Working the Right Denials First: How CollectionIQ Drives Smarter Prioritization and Faster Resolution

Key Takeaways
  • Working the Right Denials First: Success in revenue cycle management (RCM) is defined by prioritizing high-yield claims rather than simply increasing the volume of touches.
  • Data-Driven Decisions: Using AI to predict payment likelihood allows teams to ignore dead ends and focus on recoverable revenue.
  • Guided Resolution: Embedded playbooks eliminate guesswork, ensuring staff follow payer-specific rules for faster resolution.

In revenue cycle management, the problem isn’t effort; it’s focus. Collection teams work tirelessly, yet too much of that effort is still spent navigating low-yield denials and dead ends.

As payer rules become more complex and staffing pressure intensifies, providers can no longer afford blanket follow-up strategies that treat every unpaid claim the same.

The future of collections lies in a smarter equation: prioritization + guided resolution = more collected, fewer write-offs.


Why Blanket Follow-Up Wastes Time

Traditional collection models rely heavily on aging buckets, dollar thresholds, and static rules. While familiar, these approaches assume that time alone determines recoverability. In reality, many denials have a low likelihood of payment regardless of how often they’re touched.

When teams work everything equally, they:

  • Spend disproportionate time on denials that rarely convert
  • Delay resolution on high-probability claims buried in large queues
  • Create backlogs that inflate A/R days and frustrate staff

The result is a volume-driven operation that looks busy but leaves recoverable revenue on the table.

From Volume-Based to Value-Based Prioritization

Leading providers are shifting from working more to working smarter. Instead of asking which claims are oldest, they’re asking which claims are most likely to pay.

CollectionIQ, part of Prochant PulseIQ™, our end-to-end suite of RCM AI tools, enables this shift by predicting payment likelihood at the claim level. Using historical payer behavior, denial trends, and past resolution outcomes, the platform scores and ranks claims so queues reflect value, not just age.

High-probability claims rise to the top, while low-yield denials are deprioritized or routed for alternative strategies. This ensures our team’s effort is aligned with the highest-impact opportunities first.

Prioritization Alone Isn’t Enough – Guidance Matters

Knowing which claim to work is only half the challenge. Collection success also depends on knowing the right next step. Denial resolution is highly dependent on payer rules, denial codes, and documentation nuances. Without clear guidance, teams rely on tribal knowledge, trial and error, or unnecessary follow-up.

CollectionIQ addresses this with embedded playbooks that guide teams through the next-best action based on payer and denial code.
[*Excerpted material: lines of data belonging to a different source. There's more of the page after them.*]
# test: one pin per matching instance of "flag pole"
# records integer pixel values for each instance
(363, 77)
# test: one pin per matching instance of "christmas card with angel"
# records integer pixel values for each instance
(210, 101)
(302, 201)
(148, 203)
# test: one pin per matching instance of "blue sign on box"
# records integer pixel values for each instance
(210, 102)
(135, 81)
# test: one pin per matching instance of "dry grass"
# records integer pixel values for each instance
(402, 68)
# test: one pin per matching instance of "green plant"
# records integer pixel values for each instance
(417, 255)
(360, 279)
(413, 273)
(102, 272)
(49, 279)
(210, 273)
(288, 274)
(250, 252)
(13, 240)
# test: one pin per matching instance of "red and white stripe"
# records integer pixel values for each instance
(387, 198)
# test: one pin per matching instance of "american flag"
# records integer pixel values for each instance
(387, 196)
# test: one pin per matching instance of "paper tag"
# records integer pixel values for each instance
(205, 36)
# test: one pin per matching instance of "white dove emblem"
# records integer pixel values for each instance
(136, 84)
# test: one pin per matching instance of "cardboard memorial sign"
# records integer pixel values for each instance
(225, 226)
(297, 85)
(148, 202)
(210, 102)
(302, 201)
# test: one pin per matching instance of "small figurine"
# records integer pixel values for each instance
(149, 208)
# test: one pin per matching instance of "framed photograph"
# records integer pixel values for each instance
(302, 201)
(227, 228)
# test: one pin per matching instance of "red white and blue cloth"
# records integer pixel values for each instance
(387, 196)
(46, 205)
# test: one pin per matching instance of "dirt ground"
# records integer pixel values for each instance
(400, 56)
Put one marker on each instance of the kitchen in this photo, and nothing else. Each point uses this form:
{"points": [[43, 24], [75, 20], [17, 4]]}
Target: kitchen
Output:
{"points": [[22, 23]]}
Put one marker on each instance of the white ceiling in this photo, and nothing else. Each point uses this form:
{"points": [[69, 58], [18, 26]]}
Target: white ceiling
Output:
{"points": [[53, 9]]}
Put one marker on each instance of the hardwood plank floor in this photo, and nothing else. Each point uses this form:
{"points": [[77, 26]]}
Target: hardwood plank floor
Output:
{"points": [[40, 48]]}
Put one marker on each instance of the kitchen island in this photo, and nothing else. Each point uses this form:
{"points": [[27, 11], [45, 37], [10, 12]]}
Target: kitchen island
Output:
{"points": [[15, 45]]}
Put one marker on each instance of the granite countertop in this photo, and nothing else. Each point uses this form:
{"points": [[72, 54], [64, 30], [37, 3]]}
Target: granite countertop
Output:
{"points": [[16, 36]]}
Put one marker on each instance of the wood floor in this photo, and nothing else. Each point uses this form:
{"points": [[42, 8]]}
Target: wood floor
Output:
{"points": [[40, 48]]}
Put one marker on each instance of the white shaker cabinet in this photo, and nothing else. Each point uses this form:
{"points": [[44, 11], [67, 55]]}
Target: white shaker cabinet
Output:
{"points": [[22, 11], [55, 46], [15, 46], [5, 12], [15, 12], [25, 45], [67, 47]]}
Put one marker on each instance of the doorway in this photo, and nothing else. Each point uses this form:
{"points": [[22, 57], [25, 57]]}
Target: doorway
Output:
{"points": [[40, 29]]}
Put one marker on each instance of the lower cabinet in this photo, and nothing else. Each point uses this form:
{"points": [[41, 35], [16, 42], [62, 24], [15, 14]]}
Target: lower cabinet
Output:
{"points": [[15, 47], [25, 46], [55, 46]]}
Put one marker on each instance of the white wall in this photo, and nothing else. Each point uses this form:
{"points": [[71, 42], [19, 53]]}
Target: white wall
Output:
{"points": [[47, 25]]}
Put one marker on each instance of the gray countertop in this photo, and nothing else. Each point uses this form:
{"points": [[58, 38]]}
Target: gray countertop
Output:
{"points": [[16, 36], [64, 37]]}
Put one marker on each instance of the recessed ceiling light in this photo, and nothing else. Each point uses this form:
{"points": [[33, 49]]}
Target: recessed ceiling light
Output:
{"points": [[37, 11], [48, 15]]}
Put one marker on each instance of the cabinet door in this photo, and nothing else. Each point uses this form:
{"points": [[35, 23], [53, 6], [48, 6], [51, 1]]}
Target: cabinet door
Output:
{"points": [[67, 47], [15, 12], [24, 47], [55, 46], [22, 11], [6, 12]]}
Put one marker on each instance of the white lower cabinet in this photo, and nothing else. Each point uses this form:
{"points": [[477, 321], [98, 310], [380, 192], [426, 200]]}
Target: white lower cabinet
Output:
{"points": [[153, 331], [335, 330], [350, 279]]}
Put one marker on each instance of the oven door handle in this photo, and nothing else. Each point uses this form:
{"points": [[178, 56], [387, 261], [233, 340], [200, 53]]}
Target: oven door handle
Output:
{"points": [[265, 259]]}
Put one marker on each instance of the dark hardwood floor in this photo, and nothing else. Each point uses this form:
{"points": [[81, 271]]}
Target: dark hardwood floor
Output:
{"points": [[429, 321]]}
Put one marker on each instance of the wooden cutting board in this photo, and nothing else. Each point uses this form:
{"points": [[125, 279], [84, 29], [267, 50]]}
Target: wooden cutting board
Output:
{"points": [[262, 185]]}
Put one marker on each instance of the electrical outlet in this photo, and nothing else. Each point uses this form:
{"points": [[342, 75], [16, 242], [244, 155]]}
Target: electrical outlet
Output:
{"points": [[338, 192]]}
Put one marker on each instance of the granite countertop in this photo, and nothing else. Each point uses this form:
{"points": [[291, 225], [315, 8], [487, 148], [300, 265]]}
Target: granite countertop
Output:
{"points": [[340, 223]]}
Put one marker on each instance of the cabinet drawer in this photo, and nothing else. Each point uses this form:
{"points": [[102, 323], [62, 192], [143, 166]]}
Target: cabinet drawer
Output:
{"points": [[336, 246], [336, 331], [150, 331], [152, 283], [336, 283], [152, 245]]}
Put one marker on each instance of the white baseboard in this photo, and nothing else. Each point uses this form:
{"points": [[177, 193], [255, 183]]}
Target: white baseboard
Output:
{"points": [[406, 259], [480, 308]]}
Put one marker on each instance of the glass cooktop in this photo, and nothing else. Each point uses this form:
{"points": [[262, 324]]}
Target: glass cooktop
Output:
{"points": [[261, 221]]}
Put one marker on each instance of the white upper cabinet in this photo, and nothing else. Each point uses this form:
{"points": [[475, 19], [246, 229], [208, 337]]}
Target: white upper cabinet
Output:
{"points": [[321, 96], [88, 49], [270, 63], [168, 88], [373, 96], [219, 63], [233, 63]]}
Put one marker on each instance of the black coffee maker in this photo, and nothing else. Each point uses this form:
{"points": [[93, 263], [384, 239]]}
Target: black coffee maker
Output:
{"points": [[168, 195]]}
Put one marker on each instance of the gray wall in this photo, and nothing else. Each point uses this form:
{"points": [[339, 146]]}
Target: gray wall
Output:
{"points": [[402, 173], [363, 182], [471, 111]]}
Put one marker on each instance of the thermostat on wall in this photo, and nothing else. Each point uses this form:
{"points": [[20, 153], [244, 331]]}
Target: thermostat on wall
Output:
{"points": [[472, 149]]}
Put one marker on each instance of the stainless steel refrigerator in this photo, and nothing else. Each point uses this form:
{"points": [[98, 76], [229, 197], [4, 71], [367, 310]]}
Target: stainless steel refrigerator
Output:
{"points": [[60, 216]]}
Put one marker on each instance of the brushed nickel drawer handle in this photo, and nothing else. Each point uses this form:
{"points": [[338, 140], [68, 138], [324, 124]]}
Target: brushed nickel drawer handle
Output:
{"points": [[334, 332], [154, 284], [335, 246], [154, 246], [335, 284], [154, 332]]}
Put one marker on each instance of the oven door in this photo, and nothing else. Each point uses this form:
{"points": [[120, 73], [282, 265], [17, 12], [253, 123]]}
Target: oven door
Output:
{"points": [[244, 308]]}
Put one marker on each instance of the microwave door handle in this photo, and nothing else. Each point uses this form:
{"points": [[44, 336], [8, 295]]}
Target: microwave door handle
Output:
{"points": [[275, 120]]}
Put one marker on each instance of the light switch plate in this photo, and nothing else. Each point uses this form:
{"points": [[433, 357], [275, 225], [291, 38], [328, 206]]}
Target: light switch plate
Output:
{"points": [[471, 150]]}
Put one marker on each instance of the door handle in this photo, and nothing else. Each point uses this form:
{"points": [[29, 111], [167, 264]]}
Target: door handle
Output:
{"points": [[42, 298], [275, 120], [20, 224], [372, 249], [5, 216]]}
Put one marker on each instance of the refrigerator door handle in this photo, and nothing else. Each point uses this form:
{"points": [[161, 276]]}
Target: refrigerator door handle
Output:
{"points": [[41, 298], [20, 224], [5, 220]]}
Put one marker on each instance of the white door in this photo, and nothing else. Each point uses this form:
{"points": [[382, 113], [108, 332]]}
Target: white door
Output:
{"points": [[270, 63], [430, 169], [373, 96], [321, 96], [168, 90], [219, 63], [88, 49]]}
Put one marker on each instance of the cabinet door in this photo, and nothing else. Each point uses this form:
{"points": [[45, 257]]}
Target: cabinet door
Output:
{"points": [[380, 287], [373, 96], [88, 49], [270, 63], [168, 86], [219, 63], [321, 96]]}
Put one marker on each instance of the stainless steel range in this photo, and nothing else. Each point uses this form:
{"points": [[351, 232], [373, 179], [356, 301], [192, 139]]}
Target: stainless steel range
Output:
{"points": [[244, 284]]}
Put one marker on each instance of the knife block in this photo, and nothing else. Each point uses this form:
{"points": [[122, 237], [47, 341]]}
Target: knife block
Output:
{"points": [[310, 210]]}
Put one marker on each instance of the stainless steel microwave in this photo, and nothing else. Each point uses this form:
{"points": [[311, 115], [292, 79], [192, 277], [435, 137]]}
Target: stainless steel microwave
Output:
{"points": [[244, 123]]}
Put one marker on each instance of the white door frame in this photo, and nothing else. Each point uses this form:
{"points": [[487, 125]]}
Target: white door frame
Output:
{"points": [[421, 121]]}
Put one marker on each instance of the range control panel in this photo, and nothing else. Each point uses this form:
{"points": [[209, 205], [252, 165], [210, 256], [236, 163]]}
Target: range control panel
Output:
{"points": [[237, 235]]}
Whether the claim requires a specific appeal path, corrected billing, or targeted documentation, our teams have clear direction from the start.

The Impact: More Collected, Faster

When intelligent prioritization is combined with guided resolution, the results are measurable and sustainable:

  • Recovery rates increase as teams focus on claims most likely to pay
  • Time to resolution decreases with fewer unnecessary touches and clearer workflows
  • Staff productivity improves as effort is directed toward outcomes, not volume

In the next era of revenue cycle management, success won’t be measured by how many claims were touched but by how effectively teams convert effort into revenue.

Prochant PulseIQ

Frequently Asked Questions

How does AI improve denial prioritization in RCM?

AI improves RCM by working the right denials first. It analyzes historical payer behavior to predict payment probability, allowing teams to focus on high-yield recoveries.

What is the difference between volume-based and value-based collections?

Volume-based collections focus on the number of claims touched or the age of the claim. Value-based collections prioritize claims based on their likelihood to convert into revenue.

How do guided playbooks help billing teams?

Guided playbooks provide the specific next steps for a denial (such as specific appeal paths or documentation needs), reducing errors and eliminating the need for staff to guess payer-specific rules.

Can AI help reduce A/R days?

Yes. By identifying high-probability claims and providing clear resolution paths, AI speeds up the time to payment and prevents claims from sitting in the aging bucket indefinitely.

Why are traditional aging buckets inefficient for modern RCM?

Traditional buckets assume that older claims are the most important. However, an old claim with zero recovery chance wastes staff time, while a newer, high-value claim might be neglected.